Korn and Ragona have not commented on the issue.
The switch to online and departure from medium waves will occur without the people who, over past few years, made Radio Svoboda (as it is known in Russian) the second most quoted radio station after Echo Moscow (which has an FM frequency), according to data from monitoring service Medialogia. Radio Liberty’s website was very much original. Decoded programmes’ texts formed just a small part of website content. It consisted mainly of informative pieces, blogs and a large multimedia section with video reports, documentaries and live video broadcasts.
The internet team, which I had the honour to be a part of, increased the number of visitors and the core audience tenfold. Radio Svoboda achievements were hailed by Broadcasting Board of Governors.
However, the mass dismissals were made.
RFE/RL was established in the 1950s in the United States as a private non-profit mass media organisation funded by the American Congress through the Broadcasting Board of Governors (BBG). RFE/RL broadcasts in 21 countries and 28 languages. Russian service history began soon after Stalin died in March 1953, but until 1988 its broadcasts were jammed as “anti-Soviet”. It was the “enemy’s voice” during the Cold War.
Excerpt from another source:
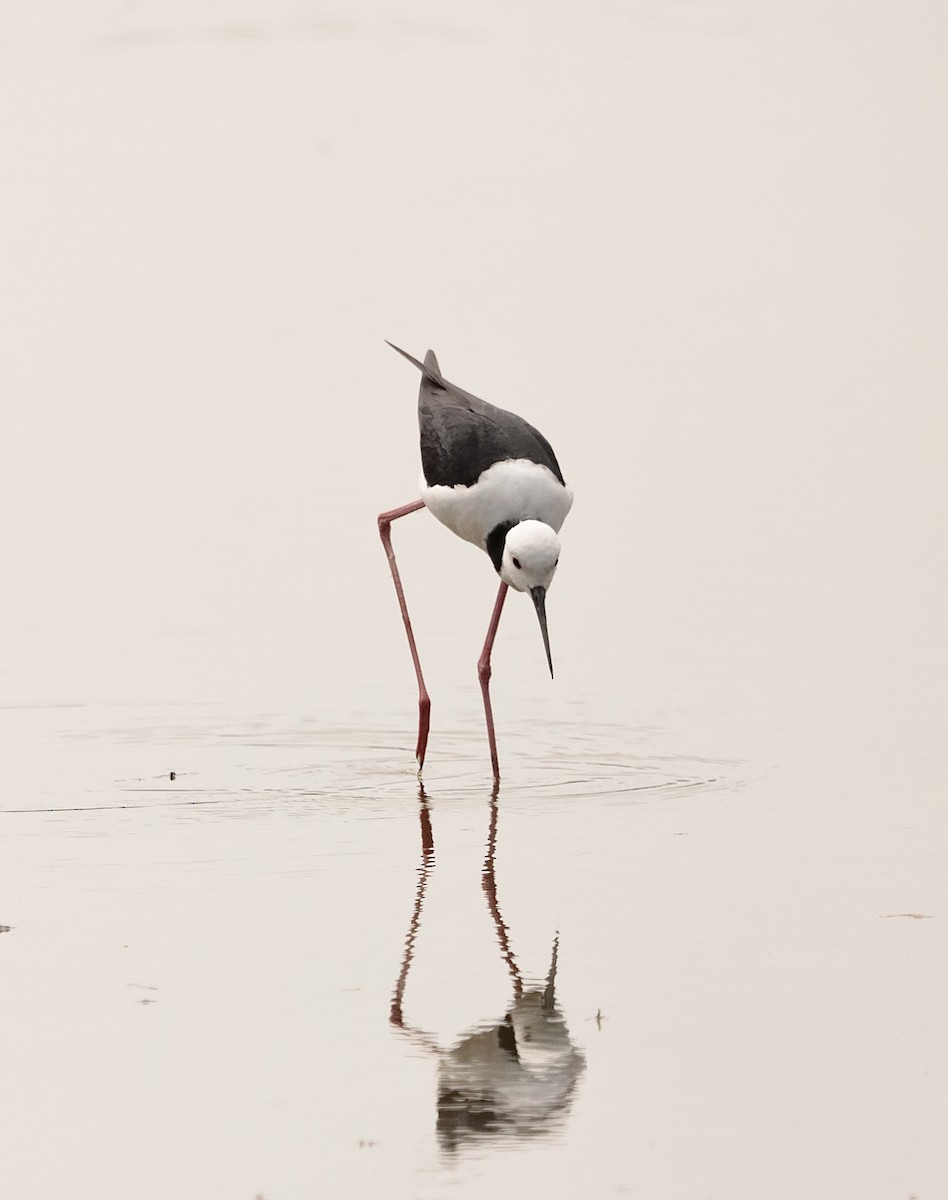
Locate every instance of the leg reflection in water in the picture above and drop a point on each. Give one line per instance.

In August 1991, after RFE/RL’s full coverage of the August Coup, president Boris Yeltsin issued a decree allowing Radio Liberty to broadcast in Russia. The document was given personally to former RFE/EL journalist Mikhail Sokolov, who was fired last week together with the overwhelming majority of his colleagues.
Since Yeltsin’s decree Radio Svoboda was retransmitted by Russian FM stations. This ended soon after Putin’s second presidential term began in 2006. The official reason concerned incorrect registration documents. However, most Radio Svoboda staff believed this was a form of censorship. The radio was forced to broadcast across short and medium waves, AM frequencies and online.
No law was violated in last week’s events, Radio Svoboda former staff say, but moral and ethical values were.
The amendments to the mass media law are not the only means of targeting groups that receive overseas funding. Since Vladimir Putin’s return to the presidency in May this year, a law has been passed which forces foreign-funded NGOs involved in political activity to register as “foreign agents” in Russia.
The tragicomic element is that the editorial office, which consisted of people fighting against censorship and advocating for freedom of expression, was destroyed not by its antagonists, but by its own chiefs at the expense of American taxpayers, whose money was used in the name of promoting democracy.